As we come to Article 10 of the Apostles’ Creed—I believe … in the forgiveness of sins, we’re still in what we take to be the third section of the Creed, where the focus is on the person and work of God the Holy Spirit. It might strike us as odd that the forgiveness of sins is placed in this section. After all, in the Sermon on the Mount, Jesus assumes that we will make our requests for pardon to our Heavenly Father (Matt 6:12). Meanwhile, the Apostle Paul tells us that it was Christ the Son who purchased forgiveness for us in His cross work (Eph 1:7). Nonetheless, we also remember that the Spirit’s ministry is to prove the world of sinners wrong about sin, righteousness, and judgment (John 16:7-11). In God’s application of salvation to sinners, we can say that the Spirit makes the first move necessary for us to receive forgiveness. So, what is it that we confess when we declare, I believe in … the forgiveness of sins?

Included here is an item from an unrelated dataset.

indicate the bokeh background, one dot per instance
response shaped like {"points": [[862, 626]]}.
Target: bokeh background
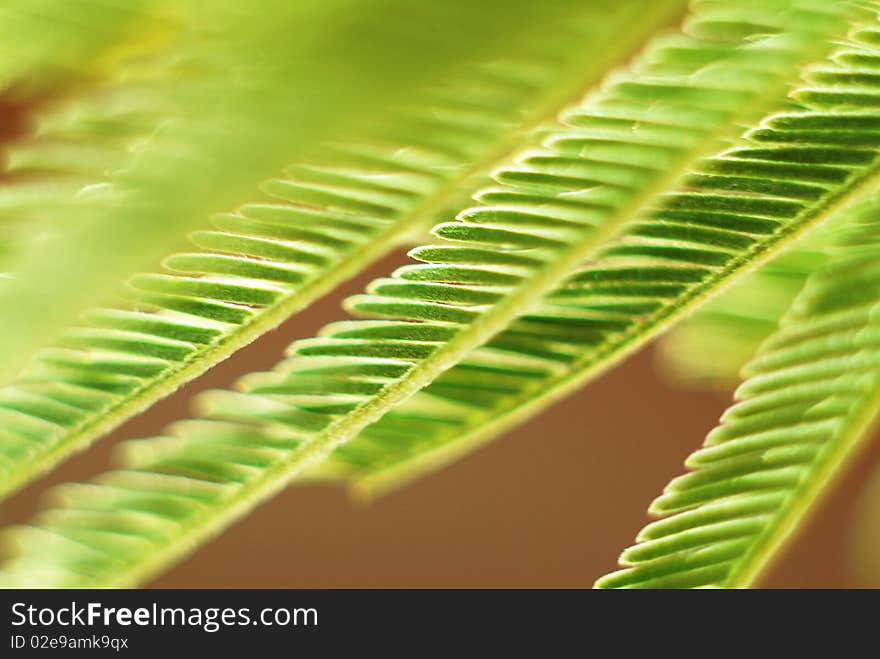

To unpack this article we’ll start with this question: do we share God’s view of sin? In Scripture, of course, God talks about sin and condemns it as failure to conform to His nature and moral law in our actions, attitudes, affections, and nature. In briefer terms, sin is failure to be or do as God requires. Sin is also described as a debt. In the Lord’s Prayer, the forgiveness of sins is the forgiveness of debts. We should know why our sins are debts. It’s because we owe God obedience; that is, we have a debt of obedience to Him, particularly when we disobey. Our disobedience, in truth, expresses hatred of and indifference to God and His requirements, quite the opposite of what we owe Him. Recognizing the reality of personal sin, then, is affirming that we aren’t what God requires us to be, and we don’t do what He requires us to do. In fact, we can’t be or do good as He requires (Eph 2:1-3; Rom 3:23; 5:18-19). Yet, as recently as 2020, almost two-thirds of people surveyed believe that most people are good by nature. Friends, if this survey is accurate, deception about human nature is rampant. The Apostle John is clear: If we say that we have no sin, we are deceiving ourselves and the truth is not in us. … If we say that we have not sinned, we make God a liar and His word is not in us (1 John 1:8, 10). The Apostle Paul is blunt: none is righteous, no, not one; … no one does good, not even one (Rom 3:10, 12). The point? Only by affirming God’s view of sin can we also rightly affirm the forgiveness of sins as we confess it in the Creed’s tenth article.